QUESTION: Sir John, we left our land twenty years ago. Our house stood by the river. Last week, I visited it and it seems the land at the back of our house increased in area by around 400sqm. It no longer matches our title. Who owns that additional 400sqm?
ANSWER: What happened is called ACCRETION - an addition to land from natural causes as, for example, from gradual action of the ocean or the river waters.

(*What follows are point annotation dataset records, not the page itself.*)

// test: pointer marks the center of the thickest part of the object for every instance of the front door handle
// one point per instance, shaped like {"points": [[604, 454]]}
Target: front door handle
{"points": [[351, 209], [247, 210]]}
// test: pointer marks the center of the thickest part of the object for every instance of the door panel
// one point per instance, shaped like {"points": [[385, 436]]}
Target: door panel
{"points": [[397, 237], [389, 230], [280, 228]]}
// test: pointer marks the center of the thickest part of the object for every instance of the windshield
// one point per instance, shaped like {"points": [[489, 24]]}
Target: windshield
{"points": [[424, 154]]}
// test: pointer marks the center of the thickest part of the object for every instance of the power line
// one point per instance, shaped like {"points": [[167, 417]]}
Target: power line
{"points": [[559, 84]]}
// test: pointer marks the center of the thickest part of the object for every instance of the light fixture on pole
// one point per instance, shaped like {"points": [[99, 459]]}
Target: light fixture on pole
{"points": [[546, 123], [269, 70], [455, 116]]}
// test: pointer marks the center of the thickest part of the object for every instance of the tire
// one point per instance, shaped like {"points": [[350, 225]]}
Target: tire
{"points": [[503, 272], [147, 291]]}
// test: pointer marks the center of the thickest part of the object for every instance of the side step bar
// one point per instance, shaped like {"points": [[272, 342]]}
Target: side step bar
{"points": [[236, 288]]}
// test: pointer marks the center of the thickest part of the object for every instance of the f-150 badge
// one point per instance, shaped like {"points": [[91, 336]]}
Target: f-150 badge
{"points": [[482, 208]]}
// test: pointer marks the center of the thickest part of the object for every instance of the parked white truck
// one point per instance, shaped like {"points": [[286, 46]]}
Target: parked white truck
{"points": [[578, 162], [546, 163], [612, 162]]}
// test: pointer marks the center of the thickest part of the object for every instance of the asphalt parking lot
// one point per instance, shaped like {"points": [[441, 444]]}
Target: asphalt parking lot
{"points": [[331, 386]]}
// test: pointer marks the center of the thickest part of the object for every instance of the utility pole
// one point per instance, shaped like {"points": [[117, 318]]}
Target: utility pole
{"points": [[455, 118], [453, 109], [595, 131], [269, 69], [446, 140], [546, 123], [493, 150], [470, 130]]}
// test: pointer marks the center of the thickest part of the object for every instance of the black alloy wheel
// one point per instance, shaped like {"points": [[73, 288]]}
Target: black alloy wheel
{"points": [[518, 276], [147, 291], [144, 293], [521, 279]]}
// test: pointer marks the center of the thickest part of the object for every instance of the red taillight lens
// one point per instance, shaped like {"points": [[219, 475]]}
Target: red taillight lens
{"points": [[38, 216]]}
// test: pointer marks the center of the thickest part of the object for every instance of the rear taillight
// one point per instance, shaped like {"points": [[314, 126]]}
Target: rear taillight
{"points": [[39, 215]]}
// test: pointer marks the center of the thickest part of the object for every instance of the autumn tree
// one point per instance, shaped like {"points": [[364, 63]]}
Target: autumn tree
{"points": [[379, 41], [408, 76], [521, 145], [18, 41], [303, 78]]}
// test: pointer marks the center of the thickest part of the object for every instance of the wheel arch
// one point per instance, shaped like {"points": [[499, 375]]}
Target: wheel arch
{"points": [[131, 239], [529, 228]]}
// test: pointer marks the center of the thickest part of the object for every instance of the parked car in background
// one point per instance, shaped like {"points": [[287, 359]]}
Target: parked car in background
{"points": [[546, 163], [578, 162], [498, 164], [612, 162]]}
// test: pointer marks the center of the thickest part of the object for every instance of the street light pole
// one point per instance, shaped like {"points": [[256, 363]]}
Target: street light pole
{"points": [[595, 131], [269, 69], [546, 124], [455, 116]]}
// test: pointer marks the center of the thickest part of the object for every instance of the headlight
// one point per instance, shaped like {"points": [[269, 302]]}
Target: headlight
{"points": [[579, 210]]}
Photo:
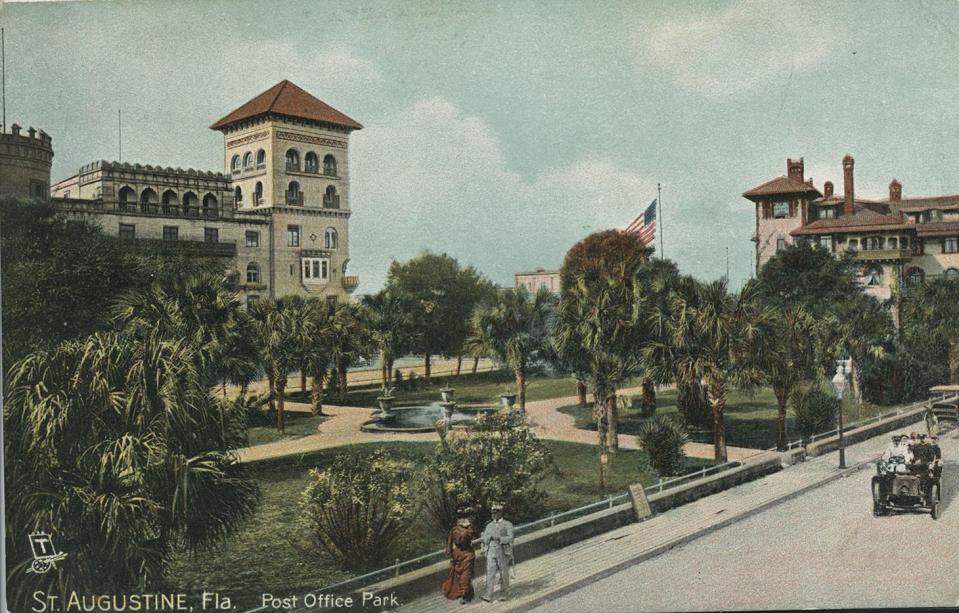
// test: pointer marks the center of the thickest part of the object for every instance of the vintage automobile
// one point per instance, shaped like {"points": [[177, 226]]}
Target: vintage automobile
{"points": [[899, 486]]}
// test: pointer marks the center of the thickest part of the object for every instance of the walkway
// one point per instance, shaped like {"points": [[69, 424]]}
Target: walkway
{"points": [[343, 428], [550, 576]]}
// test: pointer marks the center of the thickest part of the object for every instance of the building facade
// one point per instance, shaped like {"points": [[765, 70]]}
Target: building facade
{"points": [[896, 242], [537, 279], [279, 212]]}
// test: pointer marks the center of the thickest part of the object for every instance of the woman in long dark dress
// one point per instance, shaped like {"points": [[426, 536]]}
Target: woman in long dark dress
{"points": [[459, 547]]}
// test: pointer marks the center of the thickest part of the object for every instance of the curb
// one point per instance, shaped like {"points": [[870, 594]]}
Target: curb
{"points": [[652, 553]]}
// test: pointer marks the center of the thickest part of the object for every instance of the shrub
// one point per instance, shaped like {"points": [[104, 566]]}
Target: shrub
{"points": [[357, 508], [499, 460], [663, 439], [815, 409]]}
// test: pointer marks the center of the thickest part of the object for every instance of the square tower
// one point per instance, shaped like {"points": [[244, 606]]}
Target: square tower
{"points": [[287, 153]]}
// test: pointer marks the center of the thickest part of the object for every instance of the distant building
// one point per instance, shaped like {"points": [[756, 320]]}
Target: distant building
{"points": [[533, 281], [896, 242], [279, 212]]}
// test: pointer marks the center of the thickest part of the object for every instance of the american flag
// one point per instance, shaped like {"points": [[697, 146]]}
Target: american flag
{"points": [[644, 225]]}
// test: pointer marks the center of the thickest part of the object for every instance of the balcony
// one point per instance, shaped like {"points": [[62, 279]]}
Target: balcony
{"points": [[222, 249], [867, 255], [350, 282]]}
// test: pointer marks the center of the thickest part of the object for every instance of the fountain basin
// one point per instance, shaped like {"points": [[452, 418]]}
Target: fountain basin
{"points": [[422, 418]]}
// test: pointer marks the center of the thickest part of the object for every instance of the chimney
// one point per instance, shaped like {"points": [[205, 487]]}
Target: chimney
{"points": [[895, 191], [850, 196], [794, 169]]}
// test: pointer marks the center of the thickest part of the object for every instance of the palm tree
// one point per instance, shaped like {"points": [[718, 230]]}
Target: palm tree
{"points": [[708, 333], [391, 327], [119, 442], [514, 328]]}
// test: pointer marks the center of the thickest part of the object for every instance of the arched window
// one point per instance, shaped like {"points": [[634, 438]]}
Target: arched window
{"points": [[170, 201], [149, 202], [330, 239], [330, 199], [329, 165], [252, 273], [127, 198], [292, 160], [191, 204], [914, 277], [293, 194], [210, 207], [310, 162]]}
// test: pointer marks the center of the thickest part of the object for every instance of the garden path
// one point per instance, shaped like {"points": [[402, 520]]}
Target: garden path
{"points": [[343, 428]]}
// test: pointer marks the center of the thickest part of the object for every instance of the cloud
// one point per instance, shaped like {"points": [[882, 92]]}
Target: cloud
{"points": [[432, 177], [738, 49]]}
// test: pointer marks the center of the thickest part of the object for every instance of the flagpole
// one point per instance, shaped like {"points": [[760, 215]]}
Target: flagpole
{"points": [[659, 205]]}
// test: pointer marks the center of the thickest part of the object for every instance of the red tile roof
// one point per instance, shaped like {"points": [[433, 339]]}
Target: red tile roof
{"points": [[780, 185], [288, 100], [863, 220]]}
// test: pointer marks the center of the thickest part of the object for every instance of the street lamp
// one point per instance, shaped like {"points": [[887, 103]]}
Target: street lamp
{"points": [[839, 386]]}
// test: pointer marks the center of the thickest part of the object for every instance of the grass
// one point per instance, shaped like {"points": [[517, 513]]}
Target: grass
{"points": [[269, 553], [297, 424], [750, 419]]}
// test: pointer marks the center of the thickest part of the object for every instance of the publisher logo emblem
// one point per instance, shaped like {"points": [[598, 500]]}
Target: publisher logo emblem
{"points": [[45, 555]]}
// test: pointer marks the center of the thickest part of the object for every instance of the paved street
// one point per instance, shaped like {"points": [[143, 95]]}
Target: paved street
{"points": [[821, 549]]}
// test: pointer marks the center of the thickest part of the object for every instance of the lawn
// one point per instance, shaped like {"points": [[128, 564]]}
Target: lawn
{"points": [[269, 555], [481, 388], [750, 419]]}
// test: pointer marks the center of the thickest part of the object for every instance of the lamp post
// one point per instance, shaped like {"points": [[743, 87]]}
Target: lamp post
{"points": [[839, 386]]}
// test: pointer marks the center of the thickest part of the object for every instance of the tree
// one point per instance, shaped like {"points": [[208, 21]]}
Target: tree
{"points": [[931, 312], [358, 508], [115, 442], [596, 317], [440, 296], [392, 329], [515, 329], [498, 459]]}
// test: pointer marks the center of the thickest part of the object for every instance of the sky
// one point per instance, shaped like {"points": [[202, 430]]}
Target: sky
{"points": [[501, 133]]}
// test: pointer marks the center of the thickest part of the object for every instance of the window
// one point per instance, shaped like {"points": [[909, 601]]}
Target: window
{"points": [[292, 160], [329, 165], [316, 270], [914, 277], [330, 239], [252, 273], [310, 162]]}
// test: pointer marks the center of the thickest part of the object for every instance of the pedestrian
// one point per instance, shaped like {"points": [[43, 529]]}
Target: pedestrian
{"points": [[459, 548], [498, 541]]}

You may go to the municipal hall and request for a CADASTRAL SURVEY of the extra 400sqm that was added to the boundary of your land. Then CONSOLIDATE that 400sqm to your current land and get a new title.
2 comments:
just a comment.
since its accretion and its not yet represented in the cadastral map, i think the owner should go first to a surveying office, have the plan of the additional lot. then go to assesso's office for it to be included in the tax map and have a tax declaration. then go to denr for the approval if the said lot is alienable and disposable.
Eventually, you will have to deal with Geodetic Engineers (surveyors) authorized to conduct Cadastral Survey by the Land Management Bureau (LMB). But your most convenient first stop is the Assessors Office so you can get a vicinity map and metes and bound information. Metes and Bound refers to the description of a land parcel with its boundary
directions and distances, together with a note of adjacent property owners, their lot numbers,
and other relevant natural and man-made features. And of course you have to deal later on with DENR in compliance to their Administrative Order No. 2007- 29 titled Revised Regulations on Land Surveys. Other agencies that will be involved is the Barangay, Municipal Hall, Municipal Trial Court, etc. But first stop is Assessor's Office, because you don't know if somebody owns that land already after being gone for so long.